The disaster teams and partnerships helped the hospital as well. For example, Bellantoni received a call one Friday afternoon from someone at an assisted living facility. The person worried the facility did not have enough gowns and PPE for all their active COVID-19 cases. The facility’s solution seemed to be to call 911 and send everyone to the ED.
“I made a call to our chief executive. Within an hour, a van of PPE went to that skilled nursing facility,” Bellantoni says. “We didn’t get the whole assisted living [facility] in our ER.”
The cost of sharing PPE was worth the benefit of preventing overcrowding in the ED. “The point is showing that hospitals and skilled nursing facilities can partner even though their financial incentives are different,” Bellantoni notes. “We have a role in the continuum of care, and we value our partner and must make sure we communicate with them.”

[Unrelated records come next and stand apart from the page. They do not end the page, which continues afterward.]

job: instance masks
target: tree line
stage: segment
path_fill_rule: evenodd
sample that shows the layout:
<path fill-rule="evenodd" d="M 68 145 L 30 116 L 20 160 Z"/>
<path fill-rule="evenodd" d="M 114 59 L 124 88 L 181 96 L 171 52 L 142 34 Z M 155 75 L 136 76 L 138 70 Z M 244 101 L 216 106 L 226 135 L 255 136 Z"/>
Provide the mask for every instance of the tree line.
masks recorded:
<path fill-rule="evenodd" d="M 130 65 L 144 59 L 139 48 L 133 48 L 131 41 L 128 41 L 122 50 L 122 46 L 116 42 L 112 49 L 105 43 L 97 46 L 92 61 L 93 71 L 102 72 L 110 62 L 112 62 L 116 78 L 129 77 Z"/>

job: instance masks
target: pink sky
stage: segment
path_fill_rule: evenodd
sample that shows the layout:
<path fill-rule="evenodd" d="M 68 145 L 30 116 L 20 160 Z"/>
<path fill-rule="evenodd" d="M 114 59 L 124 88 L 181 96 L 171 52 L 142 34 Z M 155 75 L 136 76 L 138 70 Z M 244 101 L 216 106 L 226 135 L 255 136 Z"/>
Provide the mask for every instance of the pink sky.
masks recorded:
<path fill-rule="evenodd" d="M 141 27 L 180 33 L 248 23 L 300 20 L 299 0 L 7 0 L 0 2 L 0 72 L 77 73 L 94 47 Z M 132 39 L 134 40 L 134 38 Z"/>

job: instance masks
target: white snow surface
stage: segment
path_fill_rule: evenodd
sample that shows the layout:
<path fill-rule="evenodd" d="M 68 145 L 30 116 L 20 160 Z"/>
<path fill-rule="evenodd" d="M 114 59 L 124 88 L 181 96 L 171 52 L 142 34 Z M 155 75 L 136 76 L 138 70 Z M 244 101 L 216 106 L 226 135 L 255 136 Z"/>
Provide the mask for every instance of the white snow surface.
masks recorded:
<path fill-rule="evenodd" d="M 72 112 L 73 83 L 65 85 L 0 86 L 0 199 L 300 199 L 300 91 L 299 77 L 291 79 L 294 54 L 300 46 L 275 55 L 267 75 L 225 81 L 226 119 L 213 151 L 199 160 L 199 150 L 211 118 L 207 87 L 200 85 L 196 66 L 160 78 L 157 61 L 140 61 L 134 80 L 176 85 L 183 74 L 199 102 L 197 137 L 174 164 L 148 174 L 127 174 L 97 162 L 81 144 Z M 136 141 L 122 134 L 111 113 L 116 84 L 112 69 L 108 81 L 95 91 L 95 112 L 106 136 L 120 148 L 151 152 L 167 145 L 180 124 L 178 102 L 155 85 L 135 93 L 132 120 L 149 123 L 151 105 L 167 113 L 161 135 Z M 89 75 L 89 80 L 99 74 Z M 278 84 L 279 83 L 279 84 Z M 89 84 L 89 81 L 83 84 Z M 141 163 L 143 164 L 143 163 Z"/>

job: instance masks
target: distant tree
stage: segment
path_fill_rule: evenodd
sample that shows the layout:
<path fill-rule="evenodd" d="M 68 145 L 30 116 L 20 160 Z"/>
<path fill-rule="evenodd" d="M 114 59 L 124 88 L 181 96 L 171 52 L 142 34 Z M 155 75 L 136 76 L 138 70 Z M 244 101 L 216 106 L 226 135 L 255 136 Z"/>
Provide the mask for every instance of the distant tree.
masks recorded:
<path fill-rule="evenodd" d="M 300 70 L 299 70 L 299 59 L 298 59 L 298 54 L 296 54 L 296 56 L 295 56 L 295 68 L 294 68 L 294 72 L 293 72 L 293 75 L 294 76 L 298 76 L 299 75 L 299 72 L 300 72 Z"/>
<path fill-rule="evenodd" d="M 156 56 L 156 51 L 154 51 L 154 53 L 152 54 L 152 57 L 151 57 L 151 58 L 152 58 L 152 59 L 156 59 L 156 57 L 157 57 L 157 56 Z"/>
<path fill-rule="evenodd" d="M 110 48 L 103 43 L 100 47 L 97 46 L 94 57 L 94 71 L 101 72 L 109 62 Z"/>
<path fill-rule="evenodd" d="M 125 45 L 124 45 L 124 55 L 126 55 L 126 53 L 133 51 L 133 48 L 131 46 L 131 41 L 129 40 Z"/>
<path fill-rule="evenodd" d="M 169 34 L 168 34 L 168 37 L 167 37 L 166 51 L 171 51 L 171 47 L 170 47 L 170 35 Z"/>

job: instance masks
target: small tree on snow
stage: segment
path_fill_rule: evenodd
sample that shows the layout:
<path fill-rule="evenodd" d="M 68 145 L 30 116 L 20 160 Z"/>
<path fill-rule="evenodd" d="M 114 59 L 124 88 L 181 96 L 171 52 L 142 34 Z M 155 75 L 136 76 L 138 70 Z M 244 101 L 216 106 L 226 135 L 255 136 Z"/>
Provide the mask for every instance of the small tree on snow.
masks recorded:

This is the opportunity for providing a carrot — an incentive to work together, share data, and prevent hospital readmissions. One tactic is to bring both the hospital and SNF staff together to consider themselves one team for medically complex older adults.
“The protocols facilitated communication, so it was the end product,” Bellantoni explains. “But what made the difference is we’re one team.”
REFERENCE
- Hsiao YL, Bass EB, Wu AW, et al. Preventing avoidable rehospitalizations through standardizing management of chronic conditions in skilled nursing facilities. J Am Med Dir Assoc 2023;S1525-8610(23)00720-X.
New research shows how standardized care protocols can improve care and reduce readmission rates for patients with chronic conditions in skilled nursing facilities.